Setup Example

To create a parser using Lezer you will need to have Node installed. You'll use npm to install the Lezer packages.

Create a minimal package.json file like this in your project directory.

{
  "name": "my-parser-name",
  "version": "0.1.0",
  "type": "module",
  "devDependencies": {
    "@lezer/generator": "^1.0.0"
  },
  "dependencies": {
    "@lezer/lr": "^1.0.0"
  },
  "scripts": {
    "prepare": "lezer-generator src/my.grammar -o src/parser.js"
  }
}

And run npm install to install the dependencies. @lezer/generator provides the lezer-generator command-line tool that is used in the prepare script to build the parser tables. @lezer/lr is the run-time parser library that will be used by the generated script file.

We'll put a trivial grammar in src/my.grammar, which just accepts a sequence of words, numbers, and quoted strings.

@top File { (Identifier | Number | String)+ }

@skip { space }

@tokens {
  space { @whitespace+ }
  Identifier { $[A-Za-z_]+ }
  Number { $[0-9]+ }
  String { '"' !["]* '"' }
}

Running npm run prepare will build the parser, leaving a file src/parser.js that can be imported to use its parser export.

import {parser} from "./src/parser.js"
console.log(parser.parse('one 2 "three"').toString())

External Code and Bundling

Most parsers will use an external tokenizer or a set of highlighting style tags defined in an external JavaScript file.

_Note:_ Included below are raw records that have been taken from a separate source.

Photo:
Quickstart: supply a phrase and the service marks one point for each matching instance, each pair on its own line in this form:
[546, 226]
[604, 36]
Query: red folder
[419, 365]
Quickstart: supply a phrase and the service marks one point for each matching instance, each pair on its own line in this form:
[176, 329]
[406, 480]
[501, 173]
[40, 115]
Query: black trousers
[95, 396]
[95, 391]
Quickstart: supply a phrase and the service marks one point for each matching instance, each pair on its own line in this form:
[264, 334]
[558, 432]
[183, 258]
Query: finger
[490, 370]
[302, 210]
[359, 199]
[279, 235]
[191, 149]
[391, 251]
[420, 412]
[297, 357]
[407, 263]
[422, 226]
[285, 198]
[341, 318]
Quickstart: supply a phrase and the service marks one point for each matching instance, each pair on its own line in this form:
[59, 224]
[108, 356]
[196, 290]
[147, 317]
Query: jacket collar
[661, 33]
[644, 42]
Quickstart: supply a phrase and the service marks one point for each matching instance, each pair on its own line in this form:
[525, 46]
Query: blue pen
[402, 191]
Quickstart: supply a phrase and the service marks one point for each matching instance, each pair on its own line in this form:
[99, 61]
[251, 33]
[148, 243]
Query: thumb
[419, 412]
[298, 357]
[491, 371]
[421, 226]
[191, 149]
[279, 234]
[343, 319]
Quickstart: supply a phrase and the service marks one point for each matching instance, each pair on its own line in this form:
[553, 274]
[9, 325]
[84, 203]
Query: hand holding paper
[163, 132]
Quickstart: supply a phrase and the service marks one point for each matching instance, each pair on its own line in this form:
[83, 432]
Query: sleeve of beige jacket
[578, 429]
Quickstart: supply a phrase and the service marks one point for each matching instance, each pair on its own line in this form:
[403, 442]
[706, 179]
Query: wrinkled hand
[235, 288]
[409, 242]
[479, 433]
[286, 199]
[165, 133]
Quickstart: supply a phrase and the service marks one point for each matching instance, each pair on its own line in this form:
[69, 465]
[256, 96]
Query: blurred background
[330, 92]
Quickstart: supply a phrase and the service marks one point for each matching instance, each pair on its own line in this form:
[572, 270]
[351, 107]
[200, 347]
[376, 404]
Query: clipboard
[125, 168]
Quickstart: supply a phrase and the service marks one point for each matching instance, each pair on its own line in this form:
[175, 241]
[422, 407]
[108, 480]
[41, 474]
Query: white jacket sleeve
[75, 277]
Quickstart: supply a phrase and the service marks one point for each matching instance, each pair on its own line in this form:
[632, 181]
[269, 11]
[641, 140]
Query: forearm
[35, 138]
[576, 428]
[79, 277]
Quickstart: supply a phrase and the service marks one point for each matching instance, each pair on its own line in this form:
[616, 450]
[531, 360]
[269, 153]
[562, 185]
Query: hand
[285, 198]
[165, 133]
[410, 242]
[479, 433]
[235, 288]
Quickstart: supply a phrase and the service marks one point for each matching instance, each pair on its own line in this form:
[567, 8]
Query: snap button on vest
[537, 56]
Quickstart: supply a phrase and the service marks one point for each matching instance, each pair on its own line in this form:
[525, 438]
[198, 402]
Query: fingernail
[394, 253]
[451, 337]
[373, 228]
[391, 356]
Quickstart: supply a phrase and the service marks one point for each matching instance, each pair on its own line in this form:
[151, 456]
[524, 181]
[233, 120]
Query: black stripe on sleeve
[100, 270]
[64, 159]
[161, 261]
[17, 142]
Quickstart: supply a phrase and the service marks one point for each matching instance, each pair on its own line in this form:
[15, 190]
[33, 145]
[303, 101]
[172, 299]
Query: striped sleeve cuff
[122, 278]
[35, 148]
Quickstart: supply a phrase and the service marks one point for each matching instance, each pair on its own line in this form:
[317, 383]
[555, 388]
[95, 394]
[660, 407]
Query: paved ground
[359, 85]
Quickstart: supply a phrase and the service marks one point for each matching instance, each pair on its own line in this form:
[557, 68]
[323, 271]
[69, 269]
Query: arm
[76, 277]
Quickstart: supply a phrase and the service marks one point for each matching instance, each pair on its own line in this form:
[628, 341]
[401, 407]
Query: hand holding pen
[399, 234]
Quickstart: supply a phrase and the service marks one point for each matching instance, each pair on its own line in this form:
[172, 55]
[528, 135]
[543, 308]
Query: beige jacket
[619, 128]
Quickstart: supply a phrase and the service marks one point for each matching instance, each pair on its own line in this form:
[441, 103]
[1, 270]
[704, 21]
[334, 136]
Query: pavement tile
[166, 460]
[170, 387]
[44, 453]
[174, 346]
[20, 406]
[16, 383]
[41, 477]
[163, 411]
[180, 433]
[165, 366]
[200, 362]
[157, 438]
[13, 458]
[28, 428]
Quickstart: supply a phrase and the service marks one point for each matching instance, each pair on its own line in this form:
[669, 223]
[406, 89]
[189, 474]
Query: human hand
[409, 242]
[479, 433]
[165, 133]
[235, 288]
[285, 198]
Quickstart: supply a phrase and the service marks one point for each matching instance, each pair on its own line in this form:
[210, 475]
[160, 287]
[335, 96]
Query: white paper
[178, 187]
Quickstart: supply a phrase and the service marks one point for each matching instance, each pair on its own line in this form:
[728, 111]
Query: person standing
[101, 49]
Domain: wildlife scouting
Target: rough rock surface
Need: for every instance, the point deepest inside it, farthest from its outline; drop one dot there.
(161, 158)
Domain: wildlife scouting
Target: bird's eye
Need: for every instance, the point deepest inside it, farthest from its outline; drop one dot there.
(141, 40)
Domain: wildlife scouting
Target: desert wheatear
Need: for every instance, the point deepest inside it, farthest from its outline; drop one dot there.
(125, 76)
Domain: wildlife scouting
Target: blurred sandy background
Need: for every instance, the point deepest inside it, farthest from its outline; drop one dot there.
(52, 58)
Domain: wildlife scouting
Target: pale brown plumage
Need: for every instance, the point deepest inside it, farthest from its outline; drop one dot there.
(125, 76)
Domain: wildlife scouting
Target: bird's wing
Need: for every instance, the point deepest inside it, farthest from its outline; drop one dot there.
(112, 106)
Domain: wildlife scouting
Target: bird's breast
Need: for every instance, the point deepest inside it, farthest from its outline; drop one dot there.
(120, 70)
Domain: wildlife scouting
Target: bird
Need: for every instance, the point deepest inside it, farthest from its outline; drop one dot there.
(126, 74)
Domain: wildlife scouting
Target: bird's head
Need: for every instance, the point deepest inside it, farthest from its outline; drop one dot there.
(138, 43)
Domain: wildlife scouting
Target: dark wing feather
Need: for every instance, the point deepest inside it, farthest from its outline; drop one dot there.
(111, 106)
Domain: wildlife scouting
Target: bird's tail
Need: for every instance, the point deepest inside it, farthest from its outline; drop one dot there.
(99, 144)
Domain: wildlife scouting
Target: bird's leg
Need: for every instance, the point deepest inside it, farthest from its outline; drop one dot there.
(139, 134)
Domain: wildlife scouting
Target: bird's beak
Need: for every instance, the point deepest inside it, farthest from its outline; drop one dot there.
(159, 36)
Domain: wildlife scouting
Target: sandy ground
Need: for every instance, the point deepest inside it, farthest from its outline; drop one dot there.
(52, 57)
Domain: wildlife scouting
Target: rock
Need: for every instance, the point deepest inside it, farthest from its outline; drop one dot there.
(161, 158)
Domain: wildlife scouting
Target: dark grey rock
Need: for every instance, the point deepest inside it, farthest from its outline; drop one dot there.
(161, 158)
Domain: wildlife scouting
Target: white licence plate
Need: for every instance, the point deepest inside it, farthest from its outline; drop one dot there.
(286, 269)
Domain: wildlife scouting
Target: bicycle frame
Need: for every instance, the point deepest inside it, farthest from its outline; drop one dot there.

The emitted parser script will import from those (or, if you use the --cjs option to lezer-generator, require them), and thus just work, but it is often convenient for a module to provide a single, bundled script.

For our example, let's add a single line to the grammar that referenced an external prop definition used for highlighting.

@external propSource highlighting from "./highlight.js"

The highlight.js file exports higlight tags for the grammar.

import {styleTags, tags} from "@lezer/highlight"

export const highlighting = styleTags({
  Identifier: tags.name,
  Number: tags.number,
  String: tags.string
})

Tools like Rollup can take a script and inline (some of) its imports into it. @lezer/generator comes with a Rollup plugin that allows you to perform your entire build, including the parser generation, inside Rollup.

Let's add @lezer/highlight and rollup to our dependencies in package.json, and change the build step to run Rollup.

{
  "name": "my-parser-name",
  "version": "0.2.0",
  "type": "module",
  "exports": {
    "import": "./dist/index.js",
    "require": "./dist/index.cjs"
  },
  "devDependencies": {
    "@lezer/generator": "^1.0.0",
    "rollup": "^3.0.0"
  },
  "dependencies": {
    "@lezer/highlight": "^1.0.0",
    "@lezer/lr": "^1.0.0"
  },
  "scripts": {
    "prepare": "rollup -c"
  }
}

We've also added and exports field so that consumers of the package get the correct script depending on whether they are loading it as a CommonJS or an ES module—since we're using a bundler, it is trivial to emit both types of modules.

The most convenient way to configure Rollup is through a rollup.config.js file. Ours could look like this:

import {lezer} from "@lezer/generator/rollup"

export default {
  input: "./src/my.grammar",
  output: [{
    format: "es",
    file: "./dist/index.js"
  }, {
    format: "cjs",
    file: "./dist/index.cjs"
  }],
  external: ["@lezer/lr", "@lezer/highlight"],
  plugins: [lezer()]
}

This instructs Rollup to bundle my.grammar, which is converted to a script file by the @lezer/generator/rollup plugin, inlining everything except the listed external packages, and putting both a regular ES module and a CommonJS file into the dist directory.

If an external tokenizer would need to import node IDs from the grammar, it could do something like this—the plugin will automatically wire up imports from .grammar.terms files to the term file emitted by Lezer that holds the node ID constants.

import {Number, String} from "./my.grammar.terms"`